The Eightfold Path to the Calculus of Constructions

Has a dog Buddha-nature?

This is the most serious question of all.

If you say yes or no,

You lose your own Buddha-nature.

— from Chapter 1 of the Gateless Gate

In the beginning, there was nothing.

Then Alonzo Church came and said, “Let there be:”

variable [x]
a symbol or string of symbols that represents a particular value
λ-abstraction [(λx.E)]
a function on the λ-term E, with the variable x bound to E
application [(E F)]
applying the λ-term E to the argument F

And thus all three and only they attained λ-nature (i.e., are valid λ-terms).

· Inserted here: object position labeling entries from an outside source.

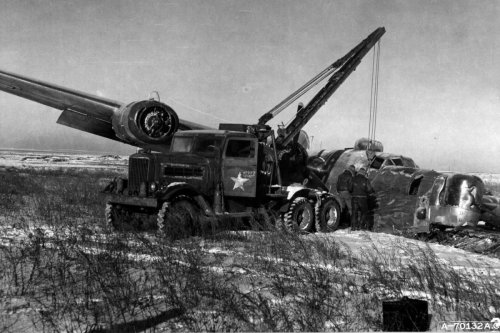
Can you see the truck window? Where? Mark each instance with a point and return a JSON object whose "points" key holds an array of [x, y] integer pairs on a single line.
{"points": [[182, 144], [397, 161], [206, 145], [240, 148], [377, 163]]}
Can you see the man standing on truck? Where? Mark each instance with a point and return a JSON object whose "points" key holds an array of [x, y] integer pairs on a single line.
{"points": [[361, 190], [344, 188]]}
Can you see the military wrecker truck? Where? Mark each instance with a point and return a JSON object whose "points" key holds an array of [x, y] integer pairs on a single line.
{"points": [[239, 171]]}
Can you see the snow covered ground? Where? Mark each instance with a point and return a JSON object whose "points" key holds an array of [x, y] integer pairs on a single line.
{"points": [[393, 251], [14, 158]]}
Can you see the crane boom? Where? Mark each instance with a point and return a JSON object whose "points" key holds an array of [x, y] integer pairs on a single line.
{"points": [[341, 69]]}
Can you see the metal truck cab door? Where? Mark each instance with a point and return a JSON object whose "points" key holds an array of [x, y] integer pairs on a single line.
{"points": [[239, 167]]}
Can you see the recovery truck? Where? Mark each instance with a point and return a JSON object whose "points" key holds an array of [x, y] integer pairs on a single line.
{"points": [[238, 171]]}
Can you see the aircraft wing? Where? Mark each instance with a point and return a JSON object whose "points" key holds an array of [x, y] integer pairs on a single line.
{"points": [[81, 110]]}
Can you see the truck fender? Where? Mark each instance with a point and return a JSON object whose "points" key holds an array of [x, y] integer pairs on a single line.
{"points": [[295, 190], [177, 188]]}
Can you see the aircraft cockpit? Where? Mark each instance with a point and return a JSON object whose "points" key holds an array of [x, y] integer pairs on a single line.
{"points": [[383, 160]]}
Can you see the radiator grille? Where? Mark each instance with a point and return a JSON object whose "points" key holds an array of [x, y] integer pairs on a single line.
{"points": [[183, 171], [138, 173]]}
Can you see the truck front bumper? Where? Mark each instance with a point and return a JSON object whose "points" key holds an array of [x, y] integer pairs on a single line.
{"points": [[131, 200]]}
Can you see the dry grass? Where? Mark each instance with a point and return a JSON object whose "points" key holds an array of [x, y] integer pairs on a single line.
{"points": [[66, 271]]}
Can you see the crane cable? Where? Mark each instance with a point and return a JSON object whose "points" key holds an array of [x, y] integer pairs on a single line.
{"points": [[374, 95]]}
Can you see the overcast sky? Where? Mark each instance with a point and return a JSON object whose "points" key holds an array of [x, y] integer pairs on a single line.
{"points": [[225, 60]]}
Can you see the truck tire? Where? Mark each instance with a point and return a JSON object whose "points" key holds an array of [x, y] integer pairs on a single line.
{"points": [[110, 213], [179, 218], [327, 215], [300, 215]]}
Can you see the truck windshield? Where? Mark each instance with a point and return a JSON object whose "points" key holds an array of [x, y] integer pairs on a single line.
{"points": [[199, 145], [182, 144]]}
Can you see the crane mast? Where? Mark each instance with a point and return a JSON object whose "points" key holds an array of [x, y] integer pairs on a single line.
{"points": [[339, 71]]}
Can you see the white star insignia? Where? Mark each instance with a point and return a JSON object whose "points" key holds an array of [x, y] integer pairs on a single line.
{"points": [[239, 181]]}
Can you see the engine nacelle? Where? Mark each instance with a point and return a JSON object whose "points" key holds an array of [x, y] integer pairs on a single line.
{"points": [[146, 122]]}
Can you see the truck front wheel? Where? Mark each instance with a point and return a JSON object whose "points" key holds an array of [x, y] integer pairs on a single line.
{"points": [[300, 215], [179, 218], [327, 215]]}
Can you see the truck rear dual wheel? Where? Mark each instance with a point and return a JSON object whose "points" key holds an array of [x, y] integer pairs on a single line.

Whence cometh these λ-terms?

Consider the noble function f(x) = x^3 + 1. We note that the name f is illusory and thus we can rewrite the same function as x \mapsto x^3 + 1. A λ-abstraction then is simple another way of writing this expression:

(\lambda x\;.\;x^3 + 1)

This is not a trivial transformation, however, as this also binds the variable x to the λ-term x^3 + 1. Their destinies are forever intertwined within their confining parentheses and hence the expression (\lambda y\;.\;((\lambda x \;.\; x^2)\; y+1)) is equivalent to (\lambda x\;.\;((\lambda x \;.\; x^2)\; x+1)) even though the variables have the same names.

To keep the expressions as elegant as possible, we shall adopt the following rules:

  1. Application is left-associative: (E \; F \; G) is equivalent to ((E \; F) \; G)
  2. The outermost parentheses are omitted: write \lambda x . x over (\lambda x . x)
  3. The term in a λ-abstraction extends up until a same-level closing parenthesis is found: (\lambda x . (\lambda y.E) \; F) is equivalent to \lambda x.((\lambda y.E) \; F), not (\lambda x . (\lambda y.E)) \; F
  4. Successive λ-abstractions can be combined under a single λ: \lambda x.\lambda y.\lambda z.E is equivalent to \lambda xyz.E.

Meditation: Which of the following do not have λ-nature?1

  1. \lambda x.x
  2. \lambda x^2.x
  3. \lambda x . 1
  4. \lambda xy . (\lambda zx . z^2 + x^2) \; y

Any λ-term may be further transformed according to the following reduction rules:

α-conversion
from \lambda x . E to \lambda y.F, where F is the same as E but with all instances of x replaced by y; only bound variables may be replaced in this manner
β-reduction
application to arguments leads to substitution by those arguments, e.g., (\lambda x.x^2) \; 3 is equivalent to the λ-term 3^2
η-conversion
functions are completely determined by their arguments, i.e., \lambda x . (f \; x) is equivalent to f iff all instances of x in f are bound

We are now ready to contemplate the truth2. Consider the following definitions:

  1. \text{TRUE} := \lambda x . \lambda y . x
  2. \text{FALSE} := \lambda x . \lambda y. y
  3. \text{AND} := \lambda p . \lambda q . p \; q \; p
  4. \text{OR} := \lambda p . \lambda q . p \; p \; q
  5. \text{NOT} := \lambda p . p \; \text{FALSE} \; \text{TRUE}

Meditation: Show that OR FALSE TRUE evaluates to TRUE3.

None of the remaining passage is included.